The stock market price performances are bound to go through peaks and troughs and this is unavoidable. The stock market is first to get the blow in case of any Macro- economic, Geo- political or even nature’s uneven movement. In such a scenario, “Never Lose Money” seems only a blessed feeling and not reality.
To me, never lose money means one must not indulge in gambling or should not be frivolous while investing in companies if he doesn`t understand. In other words, one should not invest in a company if he feels that there might be a permanent loss of Capital. This is difficult to judge by mere Earnings that a normal investor track. The quality of Balance Sheet and Cash Flow play an important role in this regard as they show you the real picture of the company. This picture becomes more clear to you when you meet the management or track their decisions and understandings regarding the allocation of the Company’s capital and investment in the business.
Let`s take two companies and judge. Shilpi Cable – since 2010, Sales multiplied 18 times, Net Profits multiplied 19 times. This brought heavy interest to the investors and the company’s share prices zoomed by 733% (~ 8 times), from Rs 30 in mid-2015 to 250 in early 2017 (2 years time frame). A close look at the company’s balance sheet suggested that the companies faced capital crunch due to a high amount of debtors` outstanding in the books. Also, the company routed the sales through subsidiaries whose activities were difficult to trace and raised many doubts on the corporate governance. In 2015, when the market cap of the company went from Rs. 84Cr to Rs. 430 Cr, profits zoomed by 60% from Rs. 100 Cr to Rs. 160 Cr. On the contrary, cash flow from operations turned negative from Rs. 20 Cr to minus Rs. 45 Cr (outflow of Rs. 45 Cr). Also mind, the finance cost was Rs. 81 Cr out of debt of Rs. 450 Cr. To your surprise, since 2010 to 2016 ( i.e last 7 years), company sales totaled Rs 10945, profits totaled to mere Rs 531Cr and cash flow from operations only at Rs 51 Cr.

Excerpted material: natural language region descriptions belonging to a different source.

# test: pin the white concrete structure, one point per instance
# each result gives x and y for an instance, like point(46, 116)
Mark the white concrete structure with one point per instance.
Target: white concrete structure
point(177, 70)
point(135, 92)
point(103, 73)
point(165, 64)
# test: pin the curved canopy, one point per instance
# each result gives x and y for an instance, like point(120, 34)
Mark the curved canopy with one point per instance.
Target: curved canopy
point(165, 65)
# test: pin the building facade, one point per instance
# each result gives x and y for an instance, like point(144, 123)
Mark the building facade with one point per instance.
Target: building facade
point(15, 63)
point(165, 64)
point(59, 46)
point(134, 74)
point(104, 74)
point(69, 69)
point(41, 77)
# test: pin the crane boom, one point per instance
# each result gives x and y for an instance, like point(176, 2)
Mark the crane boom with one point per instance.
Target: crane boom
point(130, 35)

What more we need to justify is the recent fall in the stocks from as high as Rs. 250 to Rs. 67 in less than a month on rumors of the company, declared to be insolvent.

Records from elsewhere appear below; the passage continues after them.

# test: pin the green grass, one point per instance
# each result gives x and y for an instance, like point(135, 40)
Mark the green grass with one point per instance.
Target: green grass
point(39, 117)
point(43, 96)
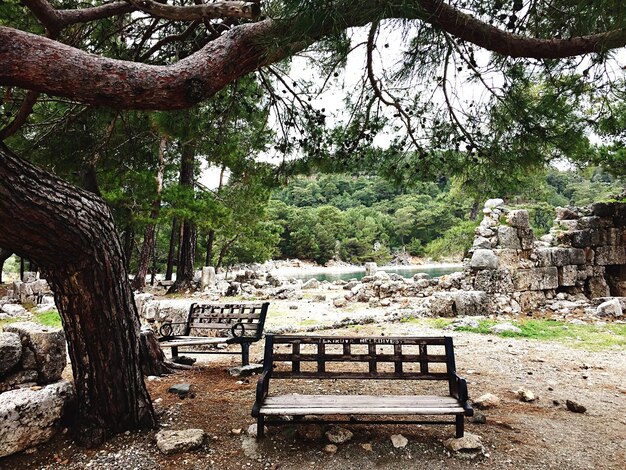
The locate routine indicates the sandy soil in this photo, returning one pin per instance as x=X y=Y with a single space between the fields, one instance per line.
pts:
x=539 y=435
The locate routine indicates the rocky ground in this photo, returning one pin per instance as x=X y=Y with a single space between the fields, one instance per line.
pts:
x=532 y=435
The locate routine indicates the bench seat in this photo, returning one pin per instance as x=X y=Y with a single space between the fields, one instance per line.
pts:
x=292 y=358
x=295 y=405
x=240 y=323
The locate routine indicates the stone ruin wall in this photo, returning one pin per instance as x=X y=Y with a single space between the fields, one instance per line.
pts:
x=583 y=256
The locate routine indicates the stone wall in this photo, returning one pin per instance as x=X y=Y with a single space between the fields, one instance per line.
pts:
x=33 y=396
x=583 y=255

Now let us take an example of Marico- The sales have multiplied by 3 times, profits by 4 times and prices by 6 times since the Yr 2010. Marico has a clear competitive advantage in terms of profit and loss account, balance sheet, and cash flow. The company’s p&l is levered in such a way that when the company undergoes huge raw material prices, the margin is protected through an increase in realization or decrease in advertisement cost. The company during the initial growth years invested in Gross Block. The tangible assets multiplied by ~3 times. Once the need of the capital for assets got stabilized, the company changed its Dividend Policy by paying out 60% of Net Profits as dividend compared to 14-17% payout in earlier years. So the balance sheet is in a good shape. The Return on Equity remained stable as a result of the proper allocation of funds by the management. The company’s cash flow is such that it has earned a profit of Rs. 3100 Cr in last 7 years out of which Rs. 2600 Cr is earned as cash flow from operations. All these factors make Marico a lucrative company to invest in.
My message is why to invest in a company which gives a bumpy 8 timers with clear indications of permanent capital loss when you have shares like Marico with efficient capital allocation.
To conclude, I would suggest, peep into the cash flow statements, the subsidiaries accounting, related party transactions, the balance sheet, read the management decisions properly apart from getting stuck only to the quarterly earnings which appear easy to comprehend but may have data that misguide.